Label Propagation - Array is too big

Question

How much memory does your computer have?

What sklearn might be doing here (I haven't gone through the source, so I might be wrong) is calculating euclidean lengths of vectors between each data point by taking the square of a 17000xK matrix. This would yield squared euclidean distance for all data points, but unfortunately produces an NxN ouput matrix if you have N data points. As far as I know numpy uses double precision, which results in an 17000x17000x8 bytes matrix, approximately 2.15 GB.

If your memory can't hold a matrix of that size that would cause trouble. Try creating a matrix of this size with numpy:

import numpy
mat = numpy.ones(17000, 17000)

If it succeeds I'm mistaken and the problem is something else (though certainly related to memory size and matrices sklearn is trying to allocate).

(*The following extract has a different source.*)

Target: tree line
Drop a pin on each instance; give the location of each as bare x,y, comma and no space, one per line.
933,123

On the top of my head, one way to resolve this might be to propagate labels in parts by subsampling the unlabeled data points (and possibly the labeled points, if you have many of them). If you are able to run the algorithm for 17000/2 data points and you have L labeled points, build your new data set by randomly drawing (17000-L)/2 of the unlabeled points from the original set and combining them with the L labeled points. Run the algorithm for each partition of the full set.

Note that this probably will reduce the performance of the label propagation algorithm, since it will have fewer data points to work with. Inconsistencies between labels in each of the sets might also cause trouble. Use with extreme caution and only if you have some way to evaluate the performance :)

A safer approach would be to A: Get more memory or B: Get a label propagation algorithm that is less memory intensive. It is certainly possible to exchange memory complexity for time complexity by recalculating euclidean distances when needed rather than constructing a full all pairs distance matrix as scikit appears to be doing here.